For the first time, my husband Tim and I were taking part in Sycamore Tree. We were there as victims of crime, telling our story to prisoners on the course.
In January 2014, our son, Dan, died from multiple organ failure, three days after taking ecstasy at his first ever rave. He was just 16, and the last person anyone would expect to come to harm from drugs. The young man who sold them to him was jailed for five years for supply of class A drugs.
After Dan died, we connected with Ray and Vi Donovan, who also lost their son tragically, and who share their story on Sycamore Tree, a victim awareness and restorative justice course for prisoners, run by Prison Fellowship.
Ray and Vi told us all about the course and how the sycamore tree in the story of Zacchaeus is a symbol of forgiveness and restoration.
The day after hearing about Sycamore Tree for the first time, we went to visit Dan’s grave. The decision of where he should be buried was an incredibly hard one, but we had chosen a plot under the shade of a tree. Imagine our astonishment to realise it was a sycamore tree!
We agreed to tell our story on a Sycamore Tree course at HMP Brixton. Since then we have spoken on dozens of courses, to hundreds of prisoners. The learners engage with us every time.

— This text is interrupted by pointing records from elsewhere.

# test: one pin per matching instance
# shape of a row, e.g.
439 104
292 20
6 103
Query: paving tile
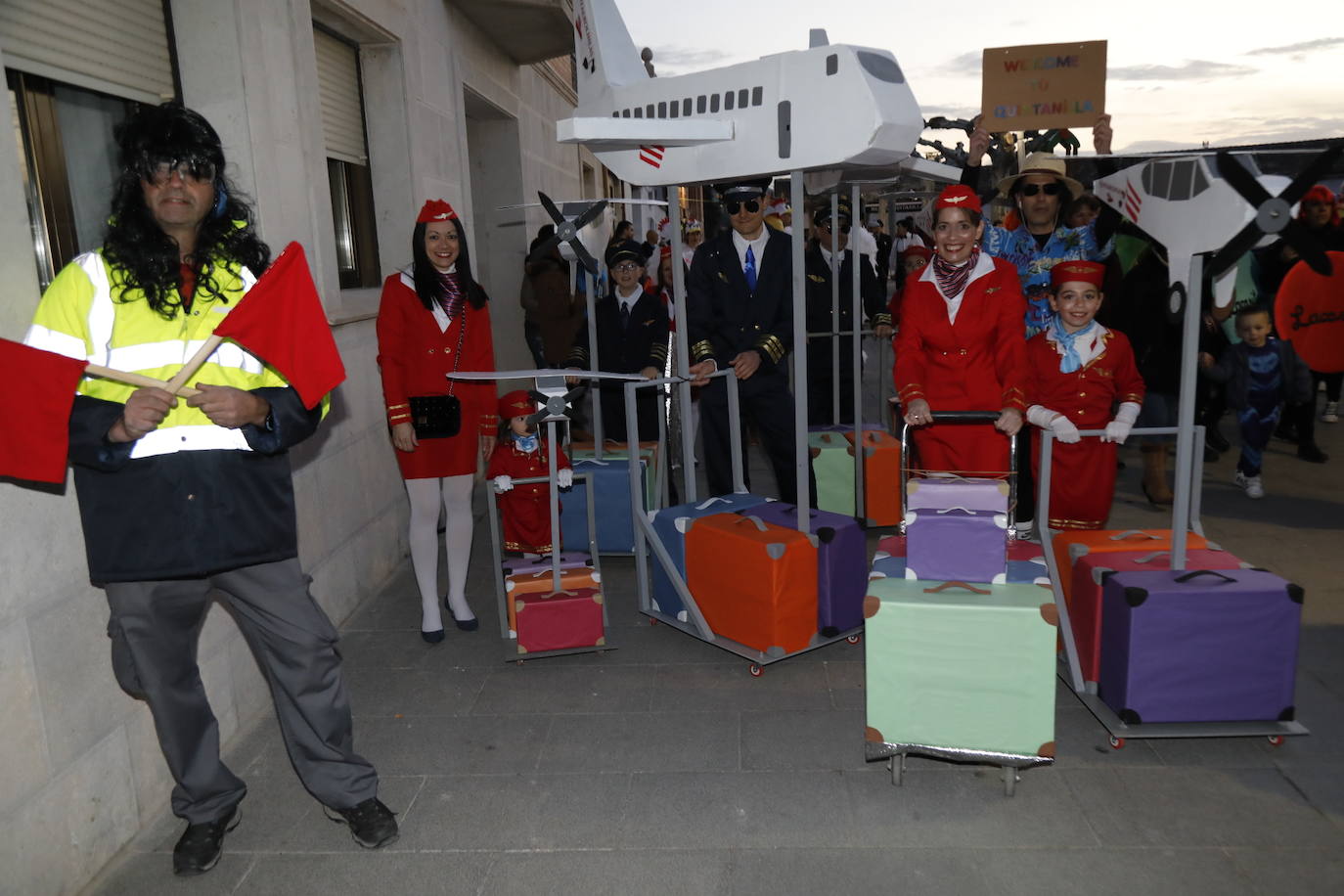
643 741
802 739
386 871
453 745
783 686
610 872
1197 808
875 870
410 694
530 690
963 805
1303 872
517 812
1111 872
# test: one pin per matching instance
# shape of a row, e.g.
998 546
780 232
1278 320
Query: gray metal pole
800 359
680 342
1186 411
861 508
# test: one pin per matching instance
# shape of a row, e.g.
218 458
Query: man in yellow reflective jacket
186 497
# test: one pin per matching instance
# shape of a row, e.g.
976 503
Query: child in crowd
1078 370
521 453
1261 374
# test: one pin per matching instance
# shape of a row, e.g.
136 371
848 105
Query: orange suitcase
543 582
754 582
880 475
1071 544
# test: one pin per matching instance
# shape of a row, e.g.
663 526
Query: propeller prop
1273 214
567 233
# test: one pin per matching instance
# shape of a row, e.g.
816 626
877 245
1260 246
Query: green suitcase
832 463
960 672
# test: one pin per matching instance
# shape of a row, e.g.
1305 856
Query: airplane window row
686 108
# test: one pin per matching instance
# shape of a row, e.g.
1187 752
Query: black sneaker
201 846
371 824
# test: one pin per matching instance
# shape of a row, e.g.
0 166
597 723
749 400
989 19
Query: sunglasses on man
1031 190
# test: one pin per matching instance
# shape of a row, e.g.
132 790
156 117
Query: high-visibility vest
79 317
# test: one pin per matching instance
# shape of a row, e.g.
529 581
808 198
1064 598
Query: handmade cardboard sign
1043 86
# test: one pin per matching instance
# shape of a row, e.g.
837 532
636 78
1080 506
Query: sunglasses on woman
1031 190
753 205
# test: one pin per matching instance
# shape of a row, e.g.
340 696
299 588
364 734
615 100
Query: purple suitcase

All we do is tell our story. We tell them what it was like to lose Dan, and to then sit through the trial and listen to the defendant. The learners we meet in prison often haven’t thought about the other side of the story. It is always a very intense and moving time.
In one session, after we had shared Dan’s story, a woman experienced her own lightbulb moment. She was serving time for supplying class A drugs, but also had a son the same age as Dan. She confessed, “I didn’t think there might be victims of my crime. It could have been my own son.”
The sycamore tree’s seeds spin out as they fall — you don’t know where they are going to land. In the same way, we can’t ever know fully what impact the Sycamore Tree course will have on a prisoner. In the final session, many of them choose to stand up and make a declaration about their remorse. But we know that step is just one on the long and difficult journey they have before them to turn their lives around. And so we pray what they learn on the course, and what they experience, will give them strength in the difficult days to come.
Whenever we tell Dan’s story, we pray that it would bear much fruit, that from something so terrible would come life, hope and redemption. The only way this can happen is through God. We believe there is nothing so bad that God can’t redeem it and bring good from bad, light from darkness, life from death.
It is a privilege for Tim and me to be part of the work that God is doing in prisoners’ lives. Today I want to ask if you will join us in this work. Prison Fellowship offers the Sycamore Tree course completely free to prisons and prisoners, because they believe in its life-transforming potential. It costs just £180 for one prisoner to take the six-week course. Please would you consider making a gift today to support a Sycamore Tree learner as they begin the journey of turning their life around?
£15 each month could enable one learner to complete a Sycamore Tree course.
A one-off donation of £48 could provide all the workbooks for a Sycamore Tree course of 20 learners.
Our son, Dan, was so young when he died. He had all his life ahead of him. The best restitution the offender could make would be to live his best life now, to live life in all its fullness. And that is what we hope for every Sycamore Tree learner we meet.